29 October 2008
I was stationed at Kirtland AFB from March 1978 to January 1983 and also
later worked at Sandia Labs. I have pictures on my weather web site
that you may download and use. I will add more in a few days.
The color drawing is from an original concept of design before anything was
built at Trestle. I had wind measuring equipment on Trestle grounds
and at Vertical Polarized Dipole Horizontal Polarized Dipole (VPD/HPD),
the facility next to Trestle. There were plans to construct another
facility in that arroyo as a vertical test of the MX missile.
Other activities at Kirtland: East of the Manzano Base area of KAFB
was an asphalt paved road area that was used to train DOE security guards/drivers
on security of nuclear materials in trucks. The asphalt road was miles
down dirt roads behind Manzano and beyond the firing range.

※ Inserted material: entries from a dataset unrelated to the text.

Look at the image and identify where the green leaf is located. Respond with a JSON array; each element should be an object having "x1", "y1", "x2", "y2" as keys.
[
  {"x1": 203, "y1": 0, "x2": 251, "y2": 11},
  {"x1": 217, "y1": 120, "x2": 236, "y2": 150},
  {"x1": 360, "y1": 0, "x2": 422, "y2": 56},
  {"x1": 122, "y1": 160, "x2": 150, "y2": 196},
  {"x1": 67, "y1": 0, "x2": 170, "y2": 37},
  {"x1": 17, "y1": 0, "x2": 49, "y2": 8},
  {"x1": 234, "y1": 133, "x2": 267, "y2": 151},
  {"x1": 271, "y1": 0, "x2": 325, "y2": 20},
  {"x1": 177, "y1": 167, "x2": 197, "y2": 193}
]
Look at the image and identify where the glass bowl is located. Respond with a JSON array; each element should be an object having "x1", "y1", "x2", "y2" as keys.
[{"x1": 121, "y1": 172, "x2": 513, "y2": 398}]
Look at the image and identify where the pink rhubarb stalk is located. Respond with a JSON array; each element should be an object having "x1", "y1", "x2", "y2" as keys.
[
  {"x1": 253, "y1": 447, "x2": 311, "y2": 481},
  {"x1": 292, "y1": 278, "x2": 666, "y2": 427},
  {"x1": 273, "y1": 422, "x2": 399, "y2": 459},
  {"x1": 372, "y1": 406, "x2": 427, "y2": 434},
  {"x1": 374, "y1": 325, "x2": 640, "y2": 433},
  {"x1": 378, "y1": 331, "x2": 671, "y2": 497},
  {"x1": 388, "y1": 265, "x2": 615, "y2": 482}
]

In that same area was Coyote Canyon. We trained Sandia technicians
to use the Rawinsonde system they had borrowed from Air Force Weapons Lab.

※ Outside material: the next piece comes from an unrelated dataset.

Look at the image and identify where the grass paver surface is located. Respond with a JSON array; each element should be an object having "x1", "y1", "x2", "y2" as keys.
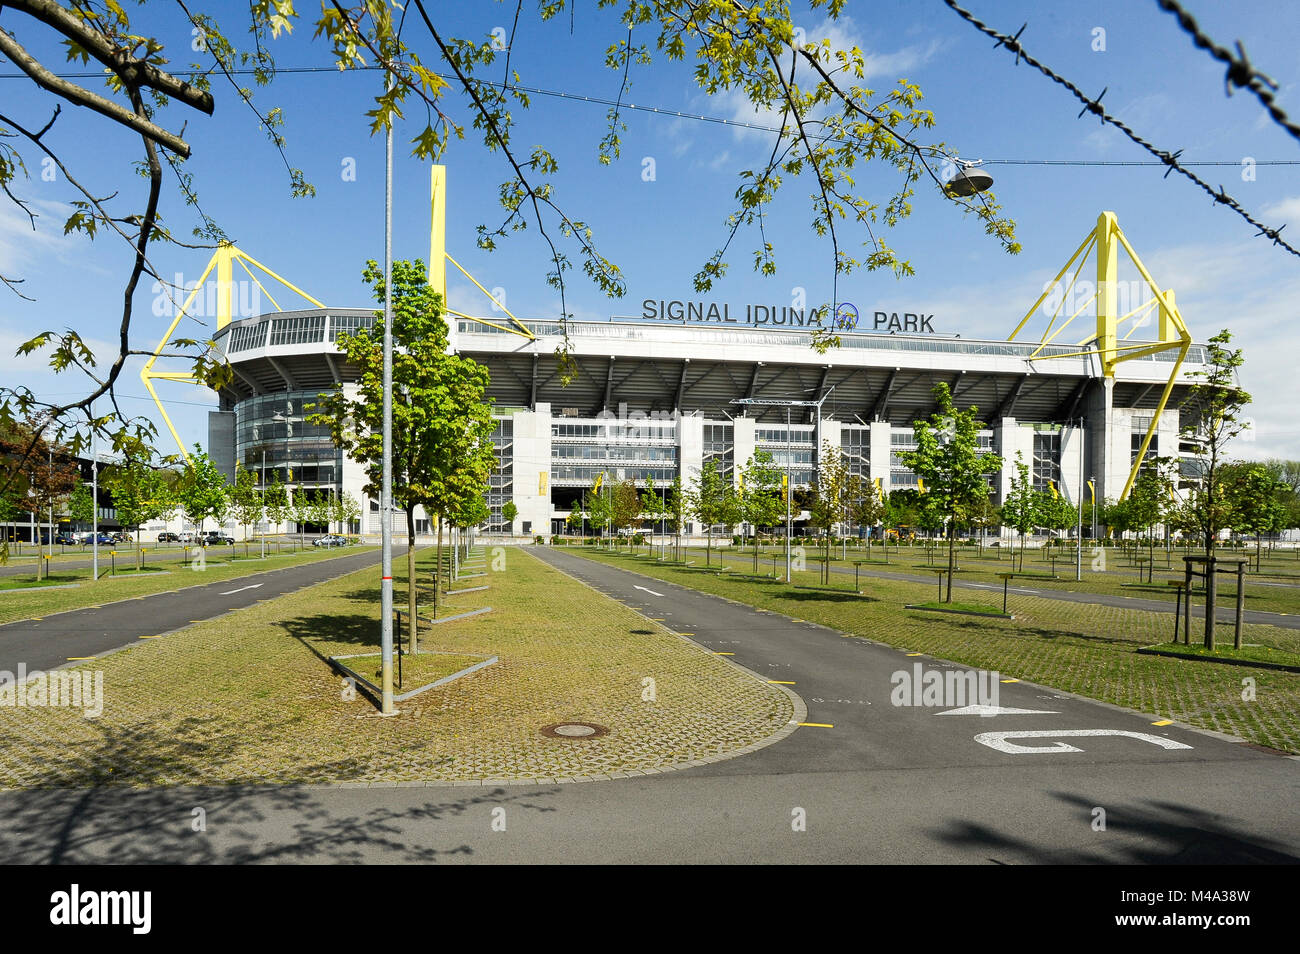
[{"x1": 0, "y1": 547, "x2": 791, "y2": 788}]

They were firing air-to-air missiles through the canyon and needed to measure
the environmental conditions of the canyon.
Further East was a bomb test area that AFWL used to evaluate blast effects
of 800 pound bombs. I have shrapnel souvenirs of that job.
I have 1977 pictures of the F4 that rode the sled into the reinforced
block. That was co-sponsored by Japan to test the effect of an aircraft
crashing onto a nuclear power plant structure.
Do you know about Thunder Wells ? That was a place on South KAFB where
they drilled holes and filled them with ammonium nitrate slurry and detonated
it. It tested blast doors of missile silo designs. The unexploded
slurry later years later seeped into the South Valley ground water.
KAFB also had a south landing strip. We used it to train C-130 Rescue
crews on landing. There was an Air Force Ground Control Approach (GCA)
radar just for that purpose only.
Sandia had their own weather station until their forecaster retired.
They had a large network of lightning detectors and lightning warning receivers
around the base and Sandia.
The southern most end of Wyoming Blvd was an animal facility. It was
used for testing who knows what I didn't want to know. I've heard that
there is an area near the golf course where irradiated sheep were buried.
When Iran attacked the US Embassy in Tehran, Sandia Labs used the basement
of an abandoned barracks at Manzano Base to test a foam dispensing security
system. I had to remove some equipment cabling so they could destroy
the building or whatever they wanted to do. Mixtures of the foam could
make the floors slippery or sticky, or even solidify to trap the invaders.